SLR - March 2018 - Vincent H. Mandas

Comparative Study of Surgical and Conservative Treatments for Fifth Metatarsal Base Avulsion Fractures (Type I) in Young Adults or Athletes

Reference: Wu GB, Li B, Yang YF. Comparative Study of Surgical and Conservative Treatments for Fifth Metatarsal Base Avulsion Fractures (Type I) in Young Adults or Athletes. J Orthop Surg (Hong Kong). 2017 Dec 11;26(1)

Scientific Literature Review

Reviewed By: Vincent H. Mandas, DPM
Residency Program: Grant Medical Center, Columbus, Ohio

Podiatric Relevance:
Fifth metatarsal fractures are one of the most commonly seen injuries by podiatrists. The anatomic properties of the fifth metatarsal and its associated soft-tissue attachments play a key role in weight distribution during ambulation. Therefore, it is not uncommon to see fifth metatarsal base fracture in active patients presenting with simple injuries. The management of fifth metatarsal base fractures, specifically avulsion fractures, continues to be a controversial topic regarding conservative versus operative treatment. There are studies in the literature with documented results supporting conservative treatment; however, some studies argue that conservative treatment alone may produce unfavorable, long-term outcomes. The authors of the current study investigate the therapeutic effects of a minimally invasive surgical technique in treating patients presenting with displaced (2–3 mm) tuberosity avulsion fractures of the fifth metatarsal base. The purpose of this study is to evaluate patient outcomes following operative treatment by comparing nonoperative treatment outcomes.

Methods: A total of 46 young adults or athletes who presented with a displaced fifth metatarsal base avulsion fracture within two weeks of injury were included in this study. Exclusion criteria included presence of open fracture, multiple metatarsal fractures, pathologic or osteoporotic fractures, or previous surgical intervention on the affected foot or ankle. Five patients were lost to follow-up. The remaining 41 patients were allocated to the operative group (n=21) and nonoperative group (n=20) by computer randomization. The operative group underwent closed reduction with percutaneous screw fixation, and the nonoperative group underwent immobilization with plaster casting. The authors then recorded and analyzed the results of specific outcome measures after treatment to compare between the two groups. Outcomes were primarily measured by assessing radiographic union, time to full weightbearing, time to return to work and functional outcomes evaluated by AOFAS and VAS-FA scoring systems.

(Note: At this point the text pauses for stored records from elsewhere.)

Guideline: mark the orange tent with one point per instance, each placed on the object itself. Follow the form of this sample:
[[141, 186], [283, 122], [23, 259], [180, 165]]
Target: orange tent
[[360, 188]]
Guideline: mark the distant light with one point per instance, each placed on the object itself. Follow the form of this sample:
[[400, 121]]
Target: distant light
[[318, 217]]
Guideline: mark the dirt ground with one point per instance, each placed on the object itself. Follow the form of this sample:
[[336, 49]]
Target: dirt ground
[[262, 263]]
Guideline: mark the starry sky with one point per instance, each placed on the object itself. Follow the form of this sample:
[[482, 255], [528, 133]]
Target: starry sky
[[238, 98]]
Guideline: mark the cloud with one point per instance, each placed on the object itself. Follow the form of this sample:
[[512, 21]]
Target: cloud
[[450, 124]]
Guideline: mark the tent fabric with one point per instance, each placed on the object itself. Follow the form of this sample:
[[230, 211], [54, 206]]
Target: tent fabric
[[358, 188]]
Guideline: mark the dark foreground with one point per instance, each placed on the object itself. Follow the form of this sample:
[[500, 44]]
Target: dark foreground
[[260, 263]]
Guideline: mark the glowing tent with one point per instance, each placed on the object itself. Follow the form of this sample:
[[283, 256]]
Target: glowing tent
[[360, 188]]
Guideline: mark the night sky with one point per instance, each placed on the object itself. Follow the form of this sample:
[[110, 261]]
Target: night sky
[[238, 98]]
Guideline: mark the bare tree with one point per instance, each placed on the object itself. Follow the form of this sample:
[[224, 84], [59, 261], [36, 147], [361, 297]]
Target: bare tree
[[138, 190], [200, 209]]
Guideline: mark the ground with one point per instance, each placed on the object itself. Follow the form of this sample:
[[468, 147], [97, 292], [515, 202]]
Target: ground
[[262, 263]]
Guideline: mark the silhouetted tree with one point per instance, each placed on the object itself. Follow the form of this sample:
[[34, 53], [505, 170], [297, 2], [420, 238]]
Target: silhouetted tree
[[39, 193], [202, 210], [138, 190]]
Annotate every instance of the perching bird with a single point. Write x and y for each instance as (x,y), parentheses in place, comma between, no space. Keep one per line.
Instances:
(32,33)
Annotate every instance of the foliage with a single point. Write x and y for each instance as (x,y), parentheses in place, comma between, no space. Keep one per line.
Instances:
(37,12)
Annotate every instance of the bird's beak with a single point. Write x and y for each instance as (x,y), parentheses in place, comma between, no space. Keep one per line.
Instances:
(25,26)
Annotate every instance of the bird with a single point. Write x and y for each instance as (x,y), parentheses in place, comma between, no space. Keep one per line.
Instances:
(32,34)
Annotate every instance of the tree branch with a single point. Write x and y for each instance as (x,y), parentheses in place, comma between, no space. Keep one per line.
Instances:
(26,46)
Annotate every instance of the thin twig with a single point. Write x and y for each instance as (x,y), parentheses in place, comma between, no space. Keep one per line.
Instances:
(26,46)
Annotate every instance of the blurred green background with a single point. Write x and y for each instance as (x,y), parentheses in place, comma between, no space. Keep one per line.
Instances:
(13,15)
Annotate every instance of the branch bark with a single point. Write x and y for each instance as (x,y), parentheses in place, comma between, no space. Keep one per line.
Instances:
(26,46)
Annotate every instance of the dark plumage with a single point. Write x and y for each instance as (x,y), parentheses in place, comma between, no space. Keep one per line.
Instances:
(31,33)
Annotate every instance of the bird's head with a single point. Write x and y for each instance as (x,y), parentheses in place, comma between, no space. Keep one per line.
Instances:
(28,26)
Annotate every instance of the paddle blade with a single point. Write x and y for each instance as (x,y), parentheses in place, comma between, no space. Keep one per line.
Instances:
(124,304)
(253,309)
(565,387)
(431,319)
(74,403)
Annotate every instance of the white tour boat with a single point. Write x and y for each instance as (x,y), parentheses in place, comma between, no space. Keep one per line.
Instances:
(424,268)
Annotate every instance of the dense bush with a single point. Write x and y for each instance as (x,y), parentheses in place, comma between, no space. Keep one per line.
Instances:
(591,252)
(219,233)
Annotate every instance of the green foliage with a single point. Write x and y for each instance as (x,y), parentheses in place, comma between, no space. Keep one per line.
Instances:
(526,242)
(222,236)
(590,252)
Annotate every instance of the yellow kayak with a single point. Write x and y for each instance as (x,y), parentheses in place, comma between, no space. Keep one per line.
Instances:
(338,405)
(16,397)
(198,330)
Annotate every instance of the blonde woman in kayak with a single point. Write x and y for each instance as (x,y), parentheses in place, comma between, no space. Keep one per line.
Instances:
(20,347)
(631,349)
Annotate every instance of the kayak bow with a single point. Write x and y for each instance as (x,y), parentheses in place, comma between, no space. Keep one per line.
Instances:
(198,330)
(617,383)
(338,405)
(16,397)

Results: All 41 patients had a minimum follow-up of 12 months. There was no significant difference in age or gender between the two groups (P>0.05). Radiographs confirmed primary union in all but three patients who went on to malunion. All three malunions were seen in the nonoperative group, and two of these patients had frequent mild to moderate plantar pain. The AOFAS and VAS-FA scores at six and 12 months, respectively, were significantly better in the operative group (P<0.05). However, there was no significant difference seen in AOFAS scores at six months after treatment (P>0.05). On average, patients in the operative group were full weightbearing and returned to work significantly earlier than the nonoperative group (P<0.05).  

Conclusions: The authors of the current study suggest that operative treatment is necessary for young patients or athletes with displaced fifth metatarsal base avulsion fractures. However, one of the duties of a podiatric surgeon is to educate patients about their injury and present different treatment options as there is no guarantee with any treatment approach. Research, such as this, aids the podiatric surgeon in giving patients realistic postoperative expectations.